# Pls help me



## bigthink (Jul 20, 2012)

What is this ? How can I eradicate this ?

My thank:

100*50*50 cm I installed one month ago
It is lighted with four fluorescent 7 hours per day (4*45 watt)
Just planted no fish
%30 water change once a week

Thank you


----------



## TarantulaGuy (Apr 15, 2009)

Holy algae-fication (I think) batman.


----------



## bigthink (Jul 20, 2012)

TarantulaGuy said:


> Holy algae-fication (I think) batman.


so?


----------



## BruceF (Aug 5, 2011)

Might be one of the filamentous diatoms. Sounds like you have a lot of light. What else is in there? What is the substrate?


----------



## Skizhx (Oct 12, 2010)

Reminds me of the pond I did my SCUBA certification dives in. Bottom was thickly planted and just COVERED in that stuff.

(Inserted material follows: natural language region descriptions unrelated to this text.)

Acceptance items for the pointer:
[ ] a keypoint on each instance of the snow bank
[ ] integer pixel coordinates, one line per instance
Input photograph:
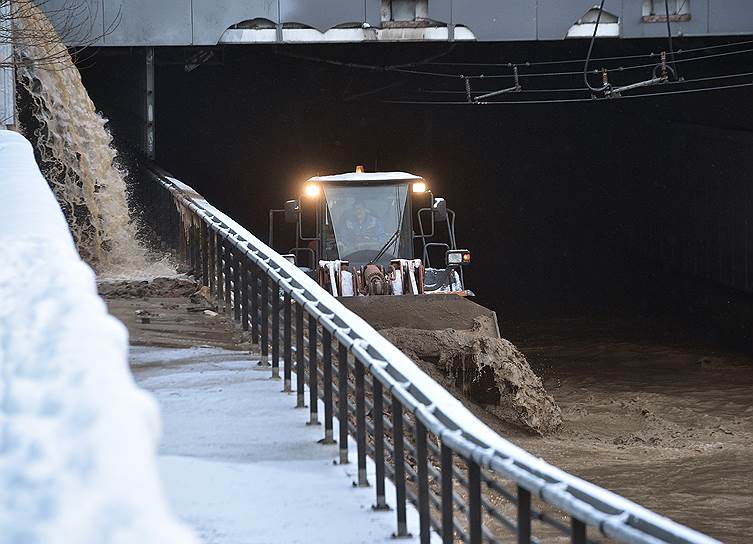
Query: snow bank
(77, 438)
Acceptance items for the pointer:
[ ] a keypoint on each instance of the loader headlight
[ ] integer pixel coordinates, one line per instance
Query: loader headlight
(458, 257)
(312, 190)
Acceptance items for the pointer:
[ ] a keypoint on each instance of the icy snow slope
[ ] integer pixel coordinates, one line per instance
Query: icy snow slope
(77, 437)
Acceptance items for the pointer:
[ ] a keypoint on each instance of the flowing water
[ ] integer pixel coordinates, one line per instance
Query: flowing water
(76, 154)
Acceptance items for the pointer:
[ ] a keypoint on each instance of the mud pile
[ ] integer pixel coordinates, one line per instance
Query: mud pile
(489, 370)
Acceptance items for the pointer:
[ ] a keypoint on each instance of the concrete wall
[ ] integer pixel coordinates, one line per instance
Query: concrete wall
(202, 22)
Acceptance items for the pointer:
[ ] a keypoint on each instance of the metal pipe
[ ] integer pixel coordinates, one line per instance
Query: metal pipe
(313, 374)
(288, 344)
(264, 320)
(422, 460)
(275, 331)
(329, 437)
(399, 464)
(378, 415)
(299, 349)
(342, 400)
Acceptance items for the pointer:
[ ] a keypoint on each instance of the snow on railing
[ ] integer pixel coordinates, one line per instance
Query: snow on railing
(466, 481)
(77, 437)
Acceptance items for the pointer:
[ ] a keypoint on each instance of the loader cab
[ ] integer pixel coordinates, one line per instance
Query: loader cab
(365, 219)
(374, 233)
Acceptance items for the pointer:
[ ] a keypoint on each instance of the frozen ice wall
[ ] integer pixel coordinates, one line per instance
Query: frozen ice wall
(78, 439)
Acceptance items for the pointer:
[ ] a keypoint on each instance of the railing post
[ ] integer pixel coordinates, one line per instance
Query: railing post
(244, 293)
(236, 285)
(204, 253)
(275, 331)
(299, 350)
(378, 414)
(254, 308)
(219, 271)
(474, 502)
(288, 345)
(313, 374)
(228, 278)
(422, 460)
(448, 503)
(264, 319)
(342, 403)
(195, 249)
(329, 437)
(578, 531)
(399, 462)
(524, 516)
(361, 423)
(212, 262)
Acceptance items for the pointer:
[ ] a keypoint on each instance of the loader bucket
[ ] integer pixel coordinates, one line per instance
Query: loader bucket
(424, 312)
(457, 342)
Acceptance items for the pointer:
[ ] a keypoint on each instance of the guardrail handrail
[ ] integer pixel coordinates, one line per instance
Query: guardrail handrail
(212, 240)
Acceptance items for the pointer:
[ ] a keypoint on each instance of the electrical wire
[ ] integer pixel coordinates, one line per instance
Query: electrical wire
(568, 100)
(580, 61)
(605, 86)
(669, 38)
(570, 73)
(584, 89)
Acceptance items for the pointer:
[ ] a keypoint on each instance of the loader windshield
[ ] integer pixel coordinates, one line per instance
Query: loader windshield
(364, 219)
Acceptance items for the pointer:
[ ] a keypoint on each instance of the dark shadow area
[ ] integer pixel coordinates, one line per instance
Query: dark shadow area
(635, 207)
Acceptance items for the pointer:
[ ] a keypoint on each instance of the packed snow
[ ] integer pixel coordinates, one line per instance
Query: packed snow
(257, 472)
(77, 437)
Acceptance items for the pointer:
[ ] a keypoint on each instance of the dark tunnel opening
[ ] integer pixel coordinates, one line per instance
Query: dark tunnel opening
(633, 208)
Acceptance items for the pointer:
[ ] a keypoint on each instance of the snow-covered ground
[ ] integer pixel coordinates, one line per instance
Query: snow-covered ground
(77, 437)
(239, 462)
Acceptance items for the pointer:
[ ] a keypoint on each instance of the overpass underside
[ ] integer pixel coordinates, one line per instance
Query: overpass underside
(114, 23)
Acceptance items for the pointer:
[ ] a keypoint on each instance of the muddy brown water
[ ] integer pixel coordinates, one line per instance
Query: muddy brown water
(664, 421)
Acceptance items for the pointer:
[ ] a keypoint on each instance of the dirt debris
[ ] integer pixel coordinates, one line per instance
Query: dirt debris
(158, 287)
(489, 370)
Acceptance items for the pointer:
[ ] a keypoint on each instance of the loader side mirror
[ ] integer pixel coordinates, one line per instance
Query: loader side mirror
(439, 208)
(292, 211)
(457, 257)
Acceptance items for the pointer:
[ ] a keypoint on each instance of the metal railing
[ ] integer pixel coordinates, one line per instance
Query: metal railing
(467, 483)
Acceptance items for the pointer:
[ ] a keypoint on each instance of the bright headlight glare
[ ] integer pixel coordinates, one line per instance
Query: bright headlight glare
(312, 190)
(419, 187)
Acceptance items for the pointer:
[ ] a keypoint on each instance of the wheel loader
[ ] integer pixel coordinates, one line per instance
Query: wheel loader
(385, 246)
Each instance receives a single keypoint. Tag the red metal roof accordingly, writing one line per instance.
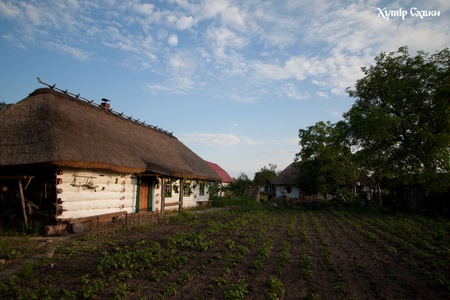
(221, 172)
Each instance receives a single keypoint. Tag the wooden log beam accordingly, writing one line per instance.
(172, 203)
(22, 200)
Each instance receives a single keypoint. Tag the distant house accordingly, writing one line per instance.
(287, 180)
(226, 179)
(67, 158)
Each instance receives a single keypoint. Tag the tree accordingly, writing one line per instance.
(238, 187)
(325, 158)
(265, 176)
(400, 121)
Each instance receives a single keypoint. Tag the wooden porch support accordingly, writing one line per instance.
(22, 199)
(180, 207)
(163, 197)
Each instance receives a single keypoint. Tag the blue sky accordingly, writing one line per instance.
(233, 80)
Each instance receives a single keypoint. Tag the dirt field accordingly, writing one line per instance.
(257, 254)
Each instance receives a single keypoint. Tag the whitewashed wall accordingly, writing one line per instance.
(88, 193)
(295, 192)
(190, 201)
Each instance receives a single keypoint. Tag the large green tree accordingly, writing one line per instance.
(400, 122)
(325, 158)
(239, 186)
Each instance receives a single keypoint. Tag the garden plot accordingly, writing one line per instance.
(251, 254)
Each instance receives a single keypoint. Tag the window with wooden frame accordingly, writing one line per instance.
(202, 188)
(187, 188)
(168, 189)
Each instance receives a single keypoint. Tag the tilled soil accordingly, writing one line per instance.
(331, 255)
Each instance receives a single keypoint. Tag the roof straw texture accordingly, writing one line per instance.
(49, 127)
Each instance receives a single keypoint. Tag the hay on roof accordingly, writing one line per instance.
(49, 127)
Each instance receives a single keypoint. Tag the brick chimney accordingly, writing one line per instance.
(105, 104)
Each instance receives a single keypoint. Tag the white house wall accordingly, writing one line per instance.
(85, 193)
(188, 201)
(295, 192)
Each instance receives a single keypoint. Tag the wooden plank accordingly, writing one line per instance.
(95, 218)
(163, 197)
(180, 198)
(22, 199)
(172, 203)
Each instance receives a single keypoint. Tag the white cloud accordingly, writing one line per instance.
(269, 71)
(173, 40)
(242, 99)
(76, 53)
(290, 90)
(146, 8)
(210, 139)
(322, 94)
(9, 10)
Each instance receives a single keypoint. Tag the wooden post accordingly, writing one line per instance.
(163, 196)
(22, 199)
(180, 199)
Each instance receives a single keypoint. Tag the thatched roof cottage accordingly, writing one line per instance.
(77, 159)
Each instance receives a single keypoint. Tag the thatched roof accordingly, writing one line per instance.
(226, 178)
(52, 128)
(287, 177)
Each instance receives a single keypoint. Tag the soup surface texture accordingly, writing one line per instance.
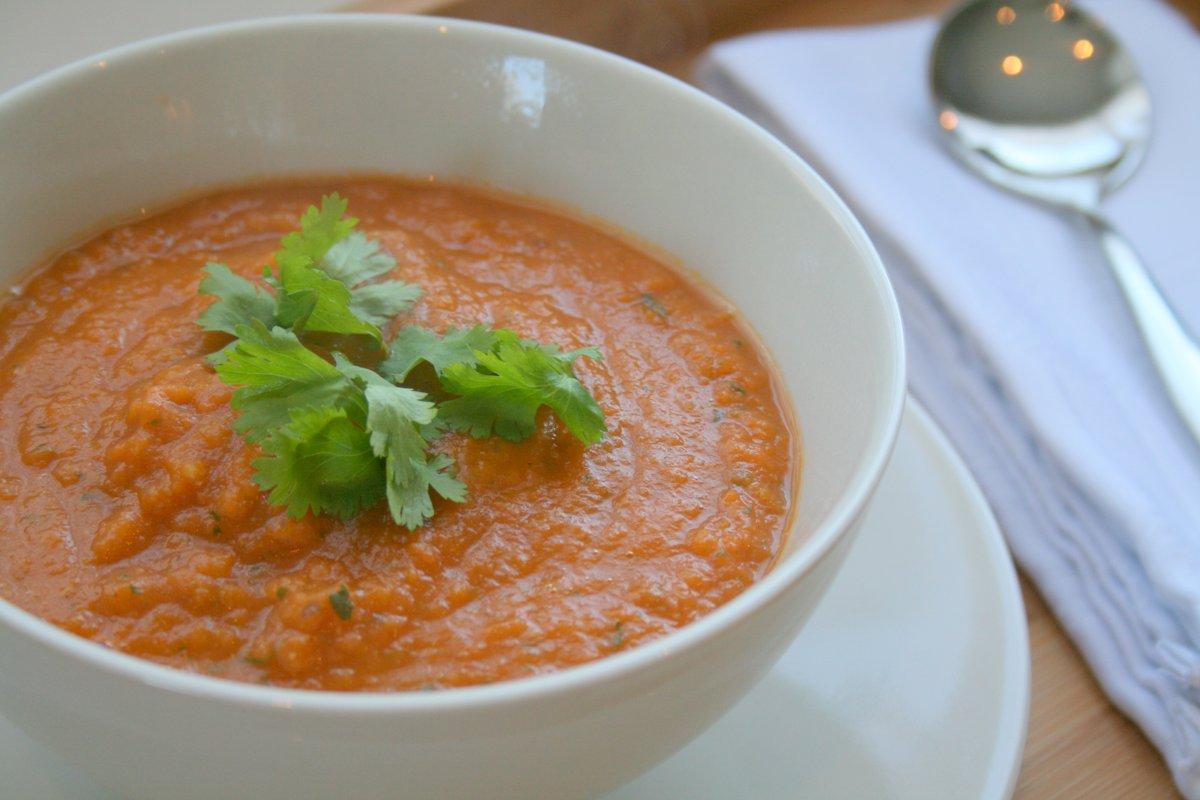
(127, 507)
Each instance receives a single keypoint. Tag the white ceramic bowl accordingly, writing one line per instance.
(144, 124)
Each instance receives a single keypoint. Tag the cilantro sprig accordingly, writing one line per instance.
(339, 437)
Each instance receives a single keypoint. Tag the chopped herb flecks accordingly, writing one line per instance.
(654, 306)
(342, 603)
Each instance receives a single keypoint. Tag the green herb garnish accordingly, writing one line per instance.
(339, 437)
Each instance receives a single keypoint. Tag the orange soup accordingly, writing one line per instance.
(129, 513)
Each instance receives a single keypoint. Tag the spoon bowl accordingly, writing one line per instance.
(1039, 97)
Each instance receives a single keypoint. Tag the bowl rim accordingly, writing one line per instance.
(828, 531)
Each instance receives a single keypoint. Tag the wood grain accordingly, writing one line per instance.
(1079, 745)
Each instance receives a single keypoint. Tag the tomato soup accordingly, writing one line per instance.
(129, 513)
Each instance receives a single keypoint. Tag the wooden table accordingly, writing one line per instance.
(1079, 745)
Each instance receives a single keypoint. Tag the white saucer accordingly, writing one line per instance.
(912, 679)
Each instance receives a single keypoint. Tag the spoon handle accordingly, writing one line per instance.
(1173, 349)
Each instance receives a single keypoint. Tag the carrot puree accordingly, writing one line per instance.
(129, 513)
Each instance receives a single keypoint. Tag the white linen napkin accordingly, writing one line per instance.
(1019, 341)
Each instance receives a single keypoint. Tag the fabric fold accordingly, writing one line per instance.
(1020, 344)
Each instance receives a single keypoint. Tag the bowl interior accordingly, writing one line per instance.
(150, 122)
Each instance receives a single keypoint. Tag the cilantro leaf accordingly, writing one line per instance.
(238, 301)
(319, 462)
(504, 390)
(395, 415)
(355, 259)
(415, 344)
(319, 230)
(378, 302)
(340, 437)
(276, 373)
(401, 421)
(413, 498)
(312, 301)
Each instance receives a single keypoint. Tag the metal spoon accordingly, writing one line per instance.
(1039, 98)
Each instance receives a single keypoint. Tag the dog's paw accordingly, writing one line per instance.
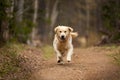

Visibility was maybe a few feet. 

Anyways, I can't give you specific advice for this, but I am curious what substrate you're using. I've seen this pop up in a tank in a store. The store owner said it appeared when he tried a new black sand substrate, and he could only get rid of it by going back to the old substrate. Never found out what in particular was causing it though.


----------



## Sjb1987 (Aug 2, 2011)

looks like diatoms...especially since your tank isnt that old...once the tank matures and all the silica is used up by the diatoms they will go away..not much you can do about it but live with it until your tank matures....


----------



## TarantulaGuy (Apr 15, 2009)

Those would be unlike any diatoms I have ever seen, I don't think they're diatoms. It actually looks more fungal-like to me than algae-like. Have you tried any anti-fungal med?


----------



## K Randall (Nov 23, 2004)

Does this tank happen to have a yeast reactor on it? It looks like yeast overgrowth to me!


----------